In the process of selling a small business the issue of financing
a sale is usually pre-eminent in determining if a transaction
gets completed. For a number of different reasons these situations
often come down to the seller accepting a promissory note from
the buyer for a portion of the sale price. The note is written
for a specific term and interest rate the same as a loan from
the bank.
Generally banks and other lending institutions consider these
types of loans as vary high risk and being generally risk averse
these institutions shy away from this type of financial instrument.
Often times the seller accepted the note because it was the
only alternative available for selling the business. Even if the
seller did not mind taking the note their personal circumstances
may change over time requiring them to access cash immediately.
In either of these situations the note holder would prefer to
have cash now instead of a stream of monthly payments over the
course of the term of the note.
There is an alternative to carrying a promissory note available.

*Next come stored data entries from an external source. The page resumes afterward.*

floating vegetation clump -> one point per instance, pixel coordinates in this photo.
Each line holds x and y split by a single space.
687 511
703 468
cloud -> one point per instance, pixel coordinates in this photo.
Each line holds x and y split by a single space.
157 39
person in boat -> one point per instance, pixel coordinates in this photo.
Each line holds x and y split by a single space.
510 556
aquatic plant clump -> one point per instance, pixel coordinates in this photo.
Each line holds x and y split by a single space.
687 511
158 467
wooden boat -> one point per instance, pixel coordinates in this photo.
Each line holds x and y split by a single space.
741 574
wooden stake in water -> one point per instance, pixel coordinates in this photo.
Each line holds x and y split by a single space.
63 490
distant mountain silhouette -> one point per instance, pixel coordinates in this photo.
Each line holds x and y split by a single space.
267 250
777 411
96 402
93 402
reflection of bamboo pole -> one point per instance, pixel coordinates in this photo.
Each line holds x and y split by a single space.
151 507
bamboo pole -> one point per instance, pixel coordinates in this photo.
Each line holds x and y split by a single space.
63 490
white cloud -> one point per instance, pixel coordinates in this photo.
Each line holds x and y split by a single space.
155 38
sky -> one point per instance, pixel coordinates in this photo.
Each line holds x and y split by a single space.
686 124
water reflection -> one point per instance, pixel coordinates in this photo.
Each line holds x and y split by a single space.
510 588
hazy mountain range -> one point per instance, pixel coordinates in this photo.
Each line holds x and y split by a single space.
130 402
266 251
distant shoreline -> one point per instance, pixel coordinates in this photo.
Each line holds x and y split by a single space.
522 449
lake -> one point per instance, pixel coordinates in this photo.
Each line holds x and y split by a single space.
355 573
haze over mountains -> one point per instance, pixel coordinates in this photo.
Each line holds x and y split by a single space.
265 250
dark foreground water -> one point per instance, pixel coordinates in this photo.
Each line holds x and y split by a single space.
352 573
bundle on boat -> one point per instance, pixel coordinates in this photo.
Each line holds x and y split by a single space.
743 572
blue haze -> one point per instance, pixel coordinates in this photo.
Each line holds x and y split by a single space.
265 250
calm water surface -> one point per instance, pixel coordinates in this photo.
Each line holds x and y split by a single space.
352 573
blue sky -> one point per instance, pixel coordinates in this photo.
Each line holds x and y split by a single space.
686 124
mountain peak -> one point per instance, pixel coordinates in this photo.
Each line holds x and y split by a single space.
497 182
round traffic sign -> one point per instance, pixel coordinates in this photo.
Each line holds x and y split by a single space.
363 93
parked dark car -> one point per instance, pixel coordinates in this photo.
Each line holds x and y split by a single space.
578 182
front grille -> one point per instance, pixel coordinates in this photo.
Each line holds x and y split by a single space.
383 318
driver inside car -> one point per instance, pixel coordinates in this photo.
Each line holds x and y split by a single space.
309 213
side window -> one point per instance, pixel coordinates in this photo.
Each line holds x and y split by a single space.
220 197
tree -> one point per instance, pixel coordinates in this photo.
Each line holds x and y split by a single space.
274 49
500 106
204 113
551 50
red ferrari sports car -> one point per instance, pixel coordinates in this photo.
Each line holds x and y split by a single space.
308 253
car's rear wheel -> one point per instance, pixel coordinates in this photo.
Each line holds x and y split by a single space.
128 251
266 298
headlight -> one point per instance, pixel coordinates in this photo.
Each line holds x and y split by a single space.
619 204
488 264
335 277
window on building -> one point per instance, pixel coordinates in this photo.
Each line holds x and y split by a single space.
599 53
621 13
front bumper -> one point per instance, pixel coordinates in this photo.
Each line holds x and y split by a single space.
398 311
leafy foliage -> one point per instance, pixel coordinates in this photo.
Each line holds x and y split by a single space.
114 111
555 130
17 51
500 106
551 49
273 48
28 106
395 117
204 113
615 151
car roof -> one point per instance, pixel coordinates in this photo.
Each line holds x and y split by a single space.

There are groups of private investors in the market who will purchase
these notes, for a discount, from the note holder. The note holder
can get the cash they need and relieve themselves from the burden
of collecting each month. The investor acquires a financial instrument
with a high yield. These investors can also offer several alternatives
to the note holder depending upon his/her immediate needs. Transactions
can be structured as a partial purchase, split payment, full purchase,
or in the case of a note with a balloon payment the investor can
purchase the balloon. Many options are available and can be tailored
to individual needs.
A small business owner in the process of selling heir business
can use this liquidation procedure as an alternative to carrying
a note. They can often get the cash that they need rather than
loaning out money against the future profits of the business.